Step 6 Coding the Einstein tensor

einstein = Simplify[ricci - (1/2) scalar*metric];
listeinstein := 
 Table[If[UnsameQ[einstein[[j, l]], 0], {ToString[G[j, l]], 
    einstein[[j, l]]}] , {j, 1, dim}, {l, 1, j}]
TableForm[Partition[DeleteCases[Flatten[listeinstein], Null], 2], 
 TableSpacing -> {2, 2}]

---

Step 7 Please persuade yourself that the above statements are correct for the AdS spacetime.

---

Step 8 Since you now have the code for all this, it should be easy to code the matrix components of the vielbein basis - the orthonormal basis- and from that to get the the spin-connection components.
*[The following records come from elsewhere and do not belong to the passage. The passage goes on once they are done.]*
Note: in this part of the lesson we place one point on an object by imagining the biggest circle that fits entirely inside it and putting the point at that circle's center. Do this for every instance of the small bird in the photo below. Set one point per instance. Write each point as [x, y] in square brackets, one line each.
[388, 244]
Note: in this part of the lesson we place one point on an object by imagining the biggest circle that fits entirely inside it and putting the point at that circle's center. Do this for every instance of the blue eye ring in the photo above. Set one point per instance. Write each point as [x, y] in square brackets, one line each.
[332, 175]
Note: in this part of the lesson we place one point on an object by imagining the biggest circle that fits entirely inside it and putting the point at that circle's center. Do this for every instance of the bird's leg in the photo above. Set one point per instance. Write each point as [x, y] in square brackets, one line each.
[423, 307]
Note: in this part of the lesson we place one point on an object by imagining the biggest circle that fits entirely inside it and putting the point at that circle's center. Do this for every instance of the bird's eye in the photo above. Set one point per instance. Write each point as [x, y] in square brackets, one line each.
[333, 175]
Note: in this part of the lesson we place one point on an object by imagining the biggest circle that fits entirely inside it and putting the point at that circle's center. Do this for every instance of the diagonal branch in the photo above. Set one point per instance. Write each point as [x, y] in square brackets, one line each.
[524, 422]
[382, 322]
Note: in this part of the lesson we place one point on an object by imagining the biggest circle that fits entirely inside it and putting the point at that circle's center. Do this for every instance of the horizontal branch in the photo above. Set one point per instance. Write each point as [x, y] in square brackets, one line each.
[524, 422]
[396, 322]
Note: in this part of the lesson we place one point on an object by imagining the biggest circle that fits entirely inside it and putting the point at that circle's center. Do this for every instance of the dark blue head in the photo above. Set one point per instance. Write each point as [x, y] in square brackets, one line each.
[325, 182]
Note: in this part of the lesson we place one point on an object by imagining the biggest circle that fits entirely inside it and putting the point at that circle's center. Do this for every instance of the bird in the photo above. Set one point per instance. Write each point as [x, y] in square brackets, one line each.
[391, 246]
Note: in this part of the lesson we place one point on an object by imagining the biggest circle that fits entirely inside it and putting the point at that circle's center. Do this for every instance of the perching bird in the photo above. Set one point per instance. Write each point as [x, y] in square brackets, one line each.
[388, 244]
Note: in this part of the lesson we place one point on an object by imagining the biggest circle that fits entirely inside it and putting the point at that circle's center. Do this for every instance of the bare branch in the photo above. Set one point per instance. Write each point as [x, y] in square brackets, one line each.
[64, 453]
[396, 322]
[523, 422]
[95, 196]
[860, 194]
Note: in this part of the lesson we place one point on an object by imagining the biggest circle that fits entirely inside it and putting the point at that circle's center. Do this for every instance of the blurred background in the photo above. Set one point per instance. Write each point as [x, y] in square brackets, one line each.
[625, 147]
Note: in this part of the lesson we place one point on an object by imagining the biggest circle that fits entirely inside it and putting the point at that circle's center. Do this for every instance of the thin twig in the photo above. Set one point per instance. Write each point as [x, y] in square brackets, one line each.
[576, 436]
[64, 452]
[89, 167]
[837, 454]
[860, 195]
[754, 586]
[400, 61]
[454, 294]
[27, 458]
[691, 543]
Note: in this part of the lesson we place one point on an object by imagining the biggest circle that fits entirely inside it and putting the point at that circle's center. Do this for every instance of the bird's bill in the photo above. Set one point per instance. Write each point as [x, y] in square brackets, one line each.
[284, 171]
This is a good exercise. You can try to do it and if you can't just leave a comment.

---

Step 9 Understanding what a metric perturbation is: a metric perturbation around an ambient spacetime, is just shifts in the tensor by something, i.e

$$ g_{ab} + \epsilon h_{ab} $$

where $\epsilon$ is a small parameter. Can you see how to go about it now?